Rédigé par: Ozenfant | le samedi 29 mars 2008 à 17:32
François X,
Oui, les MPs sont excusable, ils ne savent pas encore qu'avec Sarkozy les paroles et les actes sont diamétralement opposés !
Bon week-end, Hughes !
Rédigé par: Ozenfant | le samedi 29 mars 2008 à 17:33
Nos ennemis héréditaires... Ces perfides et fielleux espions, prêts à nous entraîner dans les pires bourbiers, et tellement heureux de se débarasser du seul Etat à même de les empêcher dans leur entreprise de dépolitisation de l'Union européenne.
Quand viendra l'heure du bilan (après un dénouement que j'espère proche), on aura, au choix : la désolation devant la haute trahison perpétrée méthodiquement par Sarko ("et sa clique..", comme dirait l'autre), ou le ridicule (tant NS se paye de mots, souvent).
Bref, rire ou pleurer.
Rédigé par: Ferdydurke | le samedi 29 mars 2008 à 18:12
Ferdydurke, vous dîtes: "Nos ennemis héréditaires... Ces perfides et fielleux espions, prêts à nous entraîner dans les pires bourbiers, et tellement heureux de se débarasser du seul Etat à même de les empêcher dans leur entreprise de dépolitisation de l'Union européenne."
Amusante l'image d'Epinal !
Remarquez, loi aussi j'avais lu çà dans la presse ! Mais on n'est pas obligé de répéter tout ce qu'on lit ou tout ce qu'on entend !
1° Les Anglais sont des amoureux transits de la France.
2° C'est par réaction contre notre indiférence, qu'il réagissent souvent négativement.
3° Les sondages montrent que le PEUPLE anglais ne croit pas que l'Angleterre fasse partie de l'Europe.
4° Il n'y a jamais eu d'Europe politique.
5° Il n'y aura plus JAMAIS d'Europe politique,car il aurait fallu la contruire à 6 ou 8 maximum.
A 27, seule une Ségolène doit encore y penser.
(Enfin "penser" pour Ségolène, c'est juste une façon de parler !).

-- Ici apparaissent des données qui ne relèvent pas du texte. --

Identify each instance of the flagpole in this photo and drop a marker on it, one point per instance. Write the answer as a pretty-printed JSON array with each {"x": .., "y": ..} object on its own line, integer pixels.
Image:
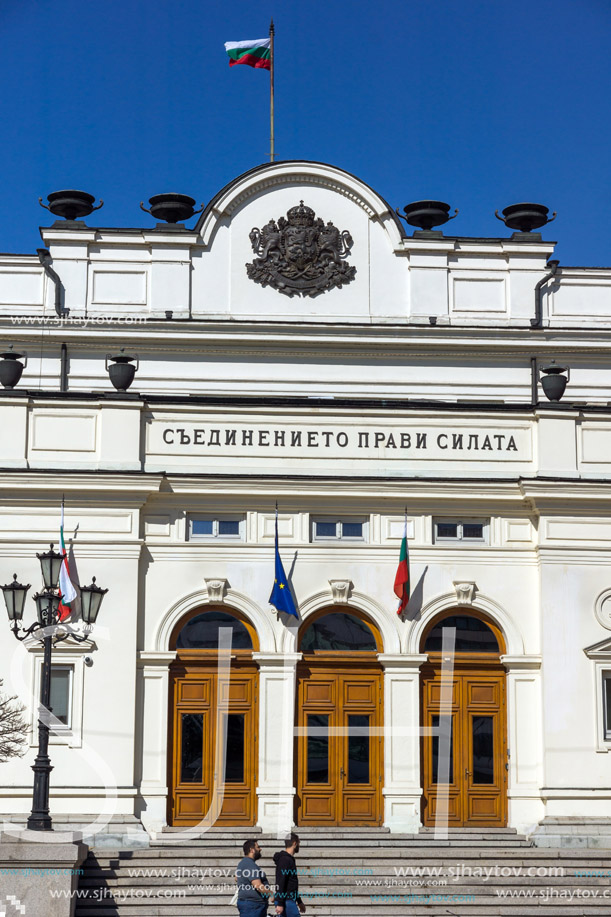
[{"x": 271, "y": 91}]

Rédigé par: Ozenfant | le dimanche 30 mars 2008 à 17:28
@Ozenfant :
1-2, j'en sais rien.
3-5 : Tout à fait d'accord.
Pour la caricature sur les relations franco-brits, il y avait quand même un peu d'ironie de ma part.
Reste le problème : sans "Europe politique", où va-t-on faire de la politique ? J'ai pourtant l'impression que NS (parmi de nombreux autres) ne sait que renvoyer toute action au niveau de l'UE dès qu'un véritable problème politique se pose...
Rédigé par: Ferdi | le dimanche 30 mars 2008 à 21:10
Ah ah, mais tu ne sais pas tout : le serveur à catogan (le blond, c'est bien ça ?) est motard ; il roule sur une Kawasaki ZR-7 :
http://www.bikez.com/motorcycles/kawasaki_zr-7_2001.php .
Avec un flair remarquable, il avait donc repéré en toi l'ennemi de classe. Avec moi, il est très sympa. Faut dire que, ignorant alors qu'elle lui appartenait, j'avais rapporté au bar les clés de sa moto, qu'il gare sur le trottoir et avait oublié sur le contacteur.